Montag, 24. März 2014

Die Frau des Polizisten (The Police Officer's Wife)


"Die Frau des Polizisten (The Police Officer's Wife)", a 3-hour domestic drama set in rural Germany, is quite the strange beast. Divided into 59 chapters, each bracketed by two separate title cards announcing its start AND end (not even kidding), it's, contradictorily, both formal minimalism / overkill. The merit of this approach will possibly forever be dabated. To some the endless opening and closing of scenes will no doubt come across as insufferably pretentious, not to mention repetitive, but the intention to suffocate by employing a purposefully punishing framing device can equally be argued.

Substance-wise, the film is not any less experimental. The theme of marital violence is addressed in an unusually elusive way, embedded within a torrent of seemingly unrelated sidenotes or impressions, like those chapters with only seconds of footage showing random wildlife activity or the protagonists singing into the camera. Add to that a deliberate scrambling of chronology, which gives the already bewildering material even more of a dream-like quality, and it's very likely the viewer won't get any closer to understanding the dynamics of this family of three or the motivations behind the abuse when the tragedy is done.

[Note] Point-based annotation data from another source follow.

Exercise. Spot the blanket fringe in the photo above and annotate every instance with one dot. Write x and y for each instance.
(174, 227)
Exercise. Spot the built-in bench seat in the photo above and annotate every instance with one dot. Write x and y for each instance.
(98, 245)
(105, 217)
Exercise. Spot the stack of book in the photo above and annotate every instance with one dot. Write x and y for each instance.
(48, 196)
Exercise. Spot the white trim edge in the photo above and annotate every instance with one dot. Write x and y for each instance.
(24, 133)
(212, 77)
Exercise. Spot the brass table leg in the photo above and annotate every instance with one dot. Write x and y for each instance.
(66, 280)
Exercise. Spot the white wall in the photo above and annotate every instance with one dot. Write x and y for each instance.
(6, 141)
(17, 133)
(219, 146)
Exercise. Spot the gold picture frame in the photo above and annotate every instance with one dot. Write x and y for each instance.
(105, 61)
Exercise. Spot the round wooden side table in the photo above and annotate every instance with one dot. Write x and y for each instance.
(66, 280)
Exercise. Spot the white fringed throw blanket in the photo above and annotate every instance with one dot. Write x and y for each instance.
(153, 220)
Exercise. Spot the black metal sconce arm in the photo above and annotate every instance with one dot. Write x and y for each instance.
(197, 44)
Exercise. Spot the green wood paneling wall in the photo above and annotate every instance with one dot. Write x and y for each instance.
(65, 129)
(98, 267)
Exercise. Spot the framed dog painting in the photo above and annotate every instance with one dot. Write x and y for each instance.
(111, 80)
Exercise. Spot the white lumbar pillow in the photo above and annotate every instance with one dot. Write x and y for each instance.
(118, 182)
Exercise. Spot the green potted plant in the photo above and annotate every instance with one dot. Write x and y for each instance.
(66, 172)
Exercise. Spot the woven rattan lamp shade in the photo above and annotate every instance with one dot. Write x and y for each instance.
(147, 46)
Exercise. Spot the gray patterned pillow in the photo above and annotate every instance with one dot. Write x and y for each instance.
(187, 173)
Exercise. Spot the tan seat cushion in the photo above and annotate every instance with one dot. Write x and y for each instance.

For all its daring and striking oddness, I don't think writer/director Philip Gröning is quite yet the master of chaos à la Tsai Ming Liang, evidenced by the lack of a gravitational pull, a logic-defying suction from the combined senselessness. Besides the consistently impressive cinematography, which in some cases affords the film an eerie fantasticism and a Lars von Trier / Terrence Malick virtuosity (ex. the bathing scene), the elements don't always come together to really stick or even to intrigue. And so it's probably recommendable only to die-hard cineasts who like their movies all obscure and compulsively different, with no music nor high dialogue concentration, of course.